Он влезает в кабину, привязывает веревочкой дверцу и трогается с места, стараясь напустить полный квартал дыму. Банан и Баркас сидят рядом, будто и не выходили из кабины.
— Крыса совсем спятил. Он попадет в беду.
Они сидят прямо на тротуаре за длинным рыночным павильоном, Джейн держит в руках кулек и, накалывая зубочисткой ломтики хрустящей картошки, один за другим отправляет в рот; но она плеснула туда столько уксусной подливки, что даже его мороженое пропахло тетей Марией, и он охотно бы его выбросил, но боится испортить ей аппетит — он теперь окончательно уверился, что девчонки в отличие от мальчишек должны все время что-то клевать, как воробьи. Улочка, зажатая с обеих сторон высокими грязными домами, до того узкая, что каждый проезжающий мимо грузовик и даже повозка обдают их облаком пыли. Белое платье Джейн стало серым, как мостовая.

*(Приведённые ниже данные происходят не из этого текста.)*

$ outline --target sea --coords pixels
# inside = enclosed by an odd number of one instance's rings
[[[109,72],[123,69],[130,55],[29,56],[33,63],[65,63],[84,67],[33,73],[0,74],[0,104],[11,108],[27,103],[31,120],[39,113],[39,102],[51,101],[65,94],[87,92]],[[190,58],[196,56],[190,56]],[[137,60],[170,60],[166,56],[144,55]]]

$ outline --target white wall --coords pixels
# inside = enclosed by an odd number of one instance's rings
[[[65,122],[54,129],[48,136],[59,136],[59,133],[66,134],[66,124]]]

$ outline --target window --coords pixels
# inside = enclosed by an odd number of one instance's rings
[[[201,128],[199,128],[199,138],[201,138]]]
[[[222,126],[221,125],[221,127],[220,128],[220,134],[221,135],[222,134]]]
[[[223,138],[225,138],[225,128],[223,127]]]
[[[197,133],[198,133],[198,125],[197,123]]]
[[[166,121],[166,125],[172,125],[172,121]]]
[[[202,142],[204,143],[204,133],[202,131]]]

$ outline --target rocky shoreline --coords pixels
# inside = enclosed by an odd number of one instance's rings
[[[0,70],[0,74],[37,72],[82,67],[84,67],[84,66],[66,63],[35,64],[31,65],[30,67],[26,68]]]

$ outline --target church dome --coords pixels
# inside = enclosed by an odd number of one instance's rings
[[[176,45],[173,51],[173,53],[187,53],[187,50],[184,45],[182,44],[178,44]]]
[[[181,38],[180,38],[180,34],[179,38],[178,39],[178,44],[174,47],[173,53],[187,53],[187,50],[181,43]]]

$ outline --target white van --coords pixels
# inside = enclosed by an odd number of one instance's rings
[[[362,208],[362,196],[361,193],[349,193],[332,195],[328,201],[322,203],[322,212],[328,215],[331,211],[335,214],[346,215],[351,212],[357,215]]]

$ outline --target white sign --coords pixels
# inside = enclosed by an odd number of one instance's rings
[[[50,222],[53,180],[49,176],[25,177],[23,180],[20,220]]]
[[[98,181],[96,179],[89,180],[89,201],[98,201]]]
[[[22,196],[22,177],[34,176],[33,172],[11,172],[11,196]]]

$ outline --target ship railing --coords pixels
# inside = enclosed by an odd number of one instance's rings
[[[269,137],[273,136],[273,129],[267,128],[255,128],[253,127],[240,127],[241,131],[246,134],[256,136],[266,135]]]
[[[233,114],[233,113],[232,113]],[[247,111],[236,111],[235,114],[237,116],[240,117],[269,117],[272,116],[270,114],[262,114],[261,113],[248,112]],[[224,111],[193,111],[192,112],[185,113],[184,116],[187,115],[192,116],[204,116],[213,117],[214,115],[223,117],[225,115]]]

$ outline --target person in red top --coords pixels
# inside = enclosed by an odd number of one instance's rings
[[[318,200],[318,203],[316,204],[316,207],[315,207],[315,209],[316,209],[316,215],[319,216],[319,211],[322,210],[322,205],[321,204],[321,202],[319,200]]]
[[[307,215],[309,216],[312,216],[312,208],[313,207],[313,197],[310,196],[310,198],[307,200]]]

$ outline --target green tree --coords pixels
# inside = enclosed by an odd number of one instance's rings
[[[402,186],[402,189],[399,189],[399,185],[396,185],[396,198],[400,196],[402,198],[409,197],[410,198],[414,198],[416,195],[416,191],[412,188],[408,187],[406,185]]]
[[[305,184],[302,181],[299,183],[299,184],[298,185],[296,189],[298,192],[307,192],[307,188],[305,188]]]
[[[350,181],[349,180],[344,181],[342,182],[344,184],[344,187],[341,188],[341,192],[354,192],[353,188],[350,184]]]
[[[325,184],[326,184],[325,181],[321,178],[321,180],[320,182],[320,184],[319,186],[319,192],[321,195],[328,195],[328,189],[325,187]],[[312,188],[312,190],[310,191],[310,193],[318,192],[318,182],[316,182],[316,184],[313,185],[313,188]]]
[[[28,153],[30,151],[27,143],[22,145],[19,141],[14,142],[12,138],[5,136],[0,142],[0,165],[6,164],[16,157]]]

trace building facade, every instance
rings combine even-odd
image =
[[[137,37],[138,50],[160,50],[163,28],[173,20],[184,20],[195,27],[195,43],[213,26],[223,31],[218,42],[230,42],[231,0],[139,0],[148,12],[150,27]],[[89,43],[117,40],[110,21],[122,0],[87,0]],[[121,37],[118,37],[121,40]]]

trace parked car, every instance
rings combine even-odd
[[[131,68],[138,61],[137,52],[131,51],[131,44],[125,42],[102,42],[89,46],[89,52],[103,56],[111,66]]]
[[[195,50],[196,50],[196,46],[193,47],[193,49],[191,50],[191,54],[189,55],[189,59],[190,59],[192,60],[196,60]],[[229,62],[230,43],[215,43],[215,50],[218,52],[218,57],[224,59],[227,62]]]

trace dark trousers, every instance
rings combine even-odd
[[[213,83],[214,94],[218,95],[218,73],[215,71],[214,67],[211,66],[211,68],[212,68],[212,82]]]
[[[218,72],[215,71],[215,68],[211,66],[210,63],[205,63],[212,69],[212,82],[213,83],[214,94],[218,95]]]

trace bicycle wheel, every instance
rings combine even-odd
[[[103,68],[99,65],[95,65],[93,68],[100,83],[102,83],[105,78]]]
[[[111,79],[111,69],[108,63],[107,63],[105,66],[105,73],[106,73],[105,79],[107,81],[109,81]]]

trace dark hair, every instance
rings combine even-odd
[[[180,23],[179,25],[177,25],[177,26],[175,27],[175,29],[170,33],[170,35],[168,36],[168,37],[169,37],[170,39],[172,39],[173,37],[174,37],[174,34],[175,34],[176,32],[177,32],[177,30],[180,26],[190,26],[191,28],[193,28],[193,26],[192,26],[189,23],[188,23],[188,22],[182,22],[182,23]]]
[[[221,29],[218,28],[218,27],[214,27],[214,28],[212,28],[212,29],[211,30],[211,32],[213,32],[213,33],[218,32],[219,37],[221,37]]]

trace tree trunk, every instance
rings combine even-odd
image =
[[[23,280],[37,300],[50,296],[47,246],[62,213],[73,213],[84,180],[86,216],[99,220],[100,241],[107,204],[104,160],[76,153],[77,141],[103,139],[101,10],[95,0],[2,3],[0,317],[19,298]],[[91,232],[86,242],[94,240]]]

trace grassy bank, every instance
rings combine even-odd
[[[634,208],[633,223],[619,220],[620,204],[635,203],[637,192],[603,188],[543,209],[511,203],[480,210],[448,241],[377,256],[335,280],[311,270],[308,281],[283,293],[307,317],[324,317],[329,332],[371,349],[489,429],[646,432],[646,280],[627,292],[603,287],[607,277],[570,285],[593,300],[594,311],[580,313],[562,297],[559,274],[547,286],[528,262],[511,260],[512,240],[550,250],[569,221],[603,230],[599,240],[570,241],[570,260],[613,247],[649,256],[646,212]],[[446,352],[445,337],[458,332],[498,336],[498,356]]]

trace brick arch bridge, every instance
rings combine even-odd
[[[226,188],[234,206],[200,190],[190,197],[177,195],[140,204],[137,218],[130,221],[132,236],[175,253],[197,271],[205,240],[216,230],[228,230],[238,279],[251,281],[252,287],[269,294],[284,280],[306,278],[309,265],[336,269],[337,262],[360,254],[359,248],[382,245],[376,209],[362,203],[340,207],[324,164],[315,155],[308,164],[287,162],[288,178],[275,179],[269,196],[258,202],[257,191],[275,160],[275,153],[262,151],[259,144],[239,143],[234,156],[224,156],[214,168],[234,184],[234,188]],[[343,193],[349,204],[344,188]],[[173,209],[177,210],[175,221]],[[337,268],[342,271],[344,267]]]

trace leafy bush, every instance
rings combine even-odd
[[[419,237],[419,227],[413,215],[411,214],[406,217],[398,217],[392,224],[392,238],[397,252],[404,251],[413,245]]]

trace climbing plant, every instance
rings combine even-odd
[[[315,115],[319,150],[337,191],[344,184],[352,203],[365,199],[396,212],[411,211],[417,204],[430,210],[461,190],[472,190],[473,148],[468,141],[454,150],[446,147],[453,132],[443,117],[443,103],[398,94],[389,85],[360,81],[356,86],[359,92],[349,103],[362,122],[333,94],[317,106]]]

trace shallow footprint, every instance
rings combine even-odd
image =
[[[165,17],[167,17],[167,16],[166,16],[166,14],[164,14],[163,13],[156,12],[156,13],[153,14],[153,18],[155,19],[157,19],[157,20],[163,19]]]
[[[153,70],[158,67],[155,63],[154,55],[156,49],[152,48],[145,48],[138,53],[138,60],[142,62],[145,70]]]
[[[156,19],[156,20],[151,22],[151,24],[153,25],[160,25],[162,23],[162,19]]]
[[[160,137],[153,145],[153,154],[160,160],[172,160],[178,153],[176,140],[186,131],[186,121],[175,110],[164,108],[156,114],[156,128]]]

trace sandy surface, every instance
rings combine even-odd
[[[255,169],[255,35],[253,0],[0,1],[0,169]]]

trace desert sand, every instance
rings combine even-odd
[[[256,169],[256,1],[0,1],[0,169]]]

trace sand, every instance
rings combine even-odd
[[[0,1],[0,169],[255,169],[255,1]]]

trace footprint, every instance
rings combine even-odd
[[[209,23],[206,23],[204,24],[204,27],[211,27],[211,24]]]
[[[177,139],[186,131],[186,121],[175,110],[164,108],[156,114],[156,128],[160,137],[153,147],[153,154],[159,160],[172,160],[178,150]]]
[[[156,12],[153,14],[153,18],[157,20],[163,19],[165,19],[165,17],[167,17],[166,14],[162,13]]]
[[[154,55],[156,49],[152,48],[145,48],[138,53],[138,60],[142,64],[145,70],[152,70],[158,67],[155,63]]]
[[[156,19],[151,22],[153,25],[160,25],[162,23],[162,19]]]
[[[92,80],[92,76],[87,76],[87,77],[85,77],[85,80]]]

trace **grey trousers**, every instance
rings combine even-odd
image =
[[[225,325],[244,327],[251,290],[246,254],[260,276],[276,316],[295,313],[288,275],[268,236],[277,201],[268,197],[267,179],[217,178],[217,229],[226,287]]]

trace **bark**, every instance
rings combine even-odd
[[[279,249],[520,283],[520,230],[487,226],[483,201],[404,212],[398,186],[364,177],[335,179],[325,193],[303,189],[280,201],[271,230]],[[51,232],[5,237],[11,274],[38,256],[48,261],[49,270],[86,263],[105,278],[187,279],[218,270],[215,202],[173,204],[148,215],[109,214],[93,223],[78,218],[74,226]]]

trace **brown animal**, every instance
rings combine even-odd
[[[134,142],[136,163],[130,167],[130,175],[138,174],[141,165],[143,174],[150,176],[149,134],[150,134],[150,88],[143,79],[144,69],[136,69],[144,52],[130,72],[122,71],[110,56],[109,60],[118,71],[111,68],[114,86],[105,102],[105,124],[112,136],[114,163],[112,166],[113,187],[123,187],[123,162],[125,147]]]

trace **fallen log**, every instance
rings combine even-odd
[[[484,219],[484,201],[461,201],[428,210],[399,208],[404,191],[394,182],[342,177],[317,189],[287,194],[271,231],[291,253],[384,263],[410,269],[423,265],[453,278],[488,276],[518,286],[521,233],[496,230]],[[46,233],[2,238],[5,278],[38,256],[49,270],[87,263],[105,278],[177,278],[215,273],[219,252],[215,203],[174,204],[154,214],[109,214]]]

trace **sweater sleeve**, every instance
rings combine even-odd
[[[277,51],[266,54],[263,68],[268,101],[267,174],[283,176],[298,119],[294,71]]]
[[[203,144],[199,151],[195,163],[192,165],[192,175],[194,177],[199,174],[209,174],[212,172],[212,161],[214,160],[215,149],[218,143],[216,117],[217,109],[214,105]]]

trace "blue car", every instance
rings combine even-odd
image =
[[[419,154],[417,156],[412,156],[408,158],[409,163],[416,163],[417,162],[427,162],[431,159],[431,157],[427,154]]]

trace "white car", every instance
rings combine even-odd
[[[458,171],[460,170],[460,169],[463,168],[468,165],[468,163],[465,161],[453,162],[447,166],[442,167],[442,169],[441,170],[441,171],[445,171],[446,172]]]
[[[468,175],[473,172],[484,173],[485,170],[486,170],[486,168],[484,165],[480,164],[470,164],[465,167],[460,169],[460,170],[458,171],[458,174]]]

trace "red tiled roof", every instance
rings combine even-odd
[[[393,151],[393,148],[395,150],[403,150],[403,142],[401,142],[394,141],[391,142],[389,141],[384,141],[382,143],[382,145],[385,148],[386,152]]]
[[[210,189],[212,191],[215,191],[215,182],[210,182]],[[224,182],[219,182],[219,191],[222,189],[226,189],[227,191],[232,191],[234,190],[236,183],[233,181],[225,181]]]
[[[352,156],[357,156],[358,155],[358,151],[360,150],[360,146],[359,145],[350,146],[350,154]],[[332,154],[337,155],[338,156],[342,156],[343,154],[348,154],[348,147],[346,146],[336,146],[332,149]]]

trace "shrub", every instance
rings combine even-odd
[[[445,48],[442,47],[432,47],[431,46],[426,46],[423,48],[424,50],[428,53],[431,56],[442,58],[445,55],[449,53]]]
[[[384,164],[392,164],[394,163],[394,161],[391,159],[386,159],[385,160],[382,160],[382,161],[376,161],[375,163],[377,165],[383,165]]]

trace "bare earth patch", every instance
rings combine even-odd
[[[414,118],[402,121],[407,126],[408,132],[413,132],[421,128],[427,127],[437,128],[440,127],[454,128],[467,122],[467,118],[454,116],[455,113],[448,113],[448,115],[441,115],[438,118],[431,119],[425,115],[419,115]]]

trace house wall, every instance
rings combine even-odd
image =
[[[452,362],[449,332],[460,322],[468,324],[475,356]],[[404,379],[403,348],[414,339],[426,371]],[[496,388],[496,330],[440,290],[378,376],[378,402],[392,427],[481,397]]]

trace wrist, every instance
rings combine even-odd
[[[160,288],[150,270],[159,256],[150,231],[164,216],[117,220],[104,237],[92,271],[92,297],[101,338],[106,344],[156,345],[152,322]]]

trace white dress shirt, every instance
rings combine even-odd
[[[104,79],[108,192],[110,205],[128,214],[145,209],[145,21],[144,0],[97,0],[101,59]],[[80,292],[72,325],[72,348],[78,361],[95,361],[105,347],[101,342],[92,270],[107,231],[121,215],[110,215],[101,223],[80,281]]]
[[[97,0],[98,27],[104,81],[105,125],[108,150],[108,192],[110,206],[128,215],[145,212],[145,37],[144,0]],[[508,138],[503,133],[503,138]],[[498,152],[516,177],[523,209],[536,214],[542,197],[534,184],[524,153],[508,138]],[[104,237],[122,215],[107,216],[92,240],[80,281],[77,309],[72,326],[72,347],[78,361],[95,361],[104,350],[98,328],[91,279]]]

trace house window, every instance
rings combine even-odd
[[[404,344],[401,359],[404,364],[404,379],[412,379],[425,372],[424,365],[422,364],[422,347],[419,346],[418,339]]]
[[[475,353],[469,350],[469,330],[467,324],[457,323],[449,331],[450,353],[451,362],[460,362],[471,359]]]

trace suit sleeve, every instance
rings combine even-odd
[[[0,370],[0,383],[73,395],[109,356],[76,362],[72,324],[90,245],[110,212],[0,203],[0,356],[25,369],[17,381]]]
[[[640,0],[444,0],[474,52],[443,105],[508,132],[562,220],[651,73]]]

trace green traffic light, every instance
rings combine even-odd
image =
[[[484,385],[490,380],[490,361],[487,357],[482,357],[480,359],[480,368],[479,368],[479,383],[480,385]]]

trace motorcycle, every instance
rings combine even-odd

А такого скопища жирных, зеленоватых, словно осатаневших мух он в жизни еще не видел.
— Не выдумывай. Ничего он не спятил. Просто у него легкие больные. Он мне очень нравится. Только когда к тебе не пристает.
Она швыряет кулек с недоеденной картошкой под ноги лошади, которая привязана рядом к столбику и смотрит на них большими печальными глазами. По ее бокам ползают мухи. Сначала лошадь отгоняла их, била себя копытом по животу, но потом смирилась, покорно принимая свою участь.
— И почему это ей не нравится картошка?
Лошадь нагнула голову к кульку, потрогала его губами и снова застыла в грустной позе, всем видом показывая, что она уже ничего больше не ждет от жизни.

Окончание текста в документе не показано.